Uma vantagem em relação a candidatos de partidos de posições nítidas e, por isso mesmo potencialmente produtoras de conflitos. O PSDB e o PFL teriam a restrição dos governistas e o PT seria vetado pelos oposicionistas. Candidaturas desses três partidos levariam automaticamente à apresentação de nomes adversários, impedindo a realização do cenário ideal do consenso.

No PMDB, o trabalho é intenso em favor de Michel Temer. Fernando Henrique e José Serra já foram consultados pelo deputado Geddel Vieira Lima, bem como o presidente do PPS, Roberto Freire, o deputado Fernando Gabeira - na condição de ícone da crise Severino - e também alguns pefelistas. A reação foi favorável. O mais novo filiado do partido, Delfim Neto, iria ontem defender a oportunidade da candidatura junto ao presidente Luiz Inácio da Silva, sob a alegação de que Temer seria o nome mais próximo da neutralidade que o governo, fragilizado politicamente, poderia almejar.

Evidentemente, trata-se de uma isenção em termos, dado o alinhamento do presidente do PMDB à oposição desde a posse de Lula.

Por isso mesmo, até os pemedebistas mais firmemente contrários ao governo estão vestidos com o figurino da conciliação. De olho na presidência da Câmara e na acumulação do poder no Congresso, pois o presidente do Senado também é do partido, fazem o discurso da moderação total.

Argumentando o seguinte: conflagrada e desmoralizada como está, a Câmara não significará para seu futuro presidente a mesma fonte de poder que representa em tempos normais. Sendo eleito como produto de consenso, teria necessariamente de se submeter aos ditames do colegiado, sem margem de manobra para imposição de uma agenda, seja ao Planalto, seja ao conjunto da Casa.

A dubiedade e a divisão do PMDB também favorecem a sustentação da tese segundo a qual o partido, mesmo acumulando comandos, não seria assim tão absolutamente poderoso quanto um partido com unidade interna de ação e pensamento.
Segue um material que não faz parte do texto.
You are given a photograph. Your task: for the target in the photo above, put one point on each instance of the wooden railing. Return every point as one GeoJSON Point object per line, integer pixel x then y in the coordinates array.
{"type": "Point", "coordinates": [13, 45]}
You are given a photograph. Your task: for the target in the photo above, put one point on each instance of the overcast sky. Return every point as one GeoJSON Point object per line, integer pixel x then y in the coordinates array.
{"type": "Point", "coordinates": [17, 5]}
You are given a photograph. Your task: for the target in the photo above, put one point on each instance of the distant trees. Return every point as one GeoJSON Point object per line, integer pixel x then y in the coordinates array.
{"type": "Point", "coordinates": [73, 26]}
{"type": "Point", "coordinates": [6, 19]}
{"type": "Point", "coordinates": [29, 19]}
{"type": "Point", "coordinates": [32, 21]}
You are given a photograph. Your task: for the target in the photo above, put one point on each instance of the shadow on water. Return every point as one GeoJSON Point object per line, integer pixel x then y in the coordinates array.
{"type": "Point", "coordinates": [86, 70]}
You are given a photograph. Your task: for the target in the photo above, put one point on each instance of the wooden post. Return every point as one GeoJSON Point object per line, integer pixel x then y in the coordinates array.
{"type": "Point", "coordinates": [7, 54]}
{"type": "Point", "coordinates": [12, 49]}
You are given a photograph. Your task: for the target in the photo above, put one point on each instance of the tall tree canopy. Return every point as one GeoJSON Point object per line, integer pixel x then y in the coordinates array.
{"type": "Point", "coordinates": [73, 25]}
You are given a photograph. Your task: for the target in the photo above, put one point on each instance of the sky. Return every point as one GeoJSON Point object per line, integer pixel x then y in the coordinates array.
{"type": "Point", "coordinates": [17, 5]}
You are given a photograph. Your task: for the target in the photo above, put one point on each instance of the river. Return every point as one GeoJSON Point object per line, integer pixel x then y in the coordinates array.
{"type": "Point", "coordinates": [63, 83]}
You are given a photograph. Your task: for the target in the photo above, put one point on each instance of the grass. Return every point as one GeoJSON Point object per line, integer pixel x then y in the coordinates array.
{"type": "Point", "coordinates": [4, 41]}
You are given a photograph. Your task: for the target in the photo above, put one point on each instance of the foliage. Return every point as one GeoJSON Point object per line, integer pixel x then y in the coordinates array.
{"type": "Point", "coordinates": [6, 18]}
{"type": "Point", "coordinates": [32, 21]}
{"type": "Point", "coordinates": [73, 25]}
Há resistências, o convencimento ainda não é suficiente para dizer que o caminho do consenso está construído em torno de Temer. Mas, o que anima seus aliados, é o fato de nas conversas preliminares o presidente do PMDB ser pelos menos uma segunda opção palatável aos outros partidos e não ter recebido o veto preliminar de nenhum deles.

De qualquer forma, o jogo para valer começa hoje, logo após a renúncia de Severino e a convocação oficial da eleição do novo presidente daqui a dez eletrizantes dias.

Gentil patrocínio

Severino Cavalcanti não tem do que reclamar. Nas suas 48 horas finais como presidente da Câmara ganhou vários presentes de despedida.

Do presidente Lula, a garantia da manutenção de seus afilhados no governo federal, da Mesa da Câmara, a preservação dos empregos dos parentes, entre os quais a nora e a filha. Do presidente do Conselho de Ética ganhou o maior deles: o atraso do início do processo de cassação, de modo a lhe permitir renunciar sem perder a prerrogativa de se candidatar em 2006.

O gesto, legal, porém ilegítimo diante da natureza e da comprovação das denúncias de corrupção, ao menos evidencia o absurdo de permitir o uso da renúncia como atalho ao perdão de penitentes de ocasião.

Terra em transe

A política na Bahia ferveu ontem com o anúncio da transferência do ex-prefeito Antônio Imbassahy do PFL para o PSDB. Com isso, o grupo de Antonio Carlos Magalhães sofre importante baixa e, para tentar se precaver do isolamento, despachou ontem mesmo o governador Paulo Souto ao encalço de antigos adversários, em busca de uma conversa amiga.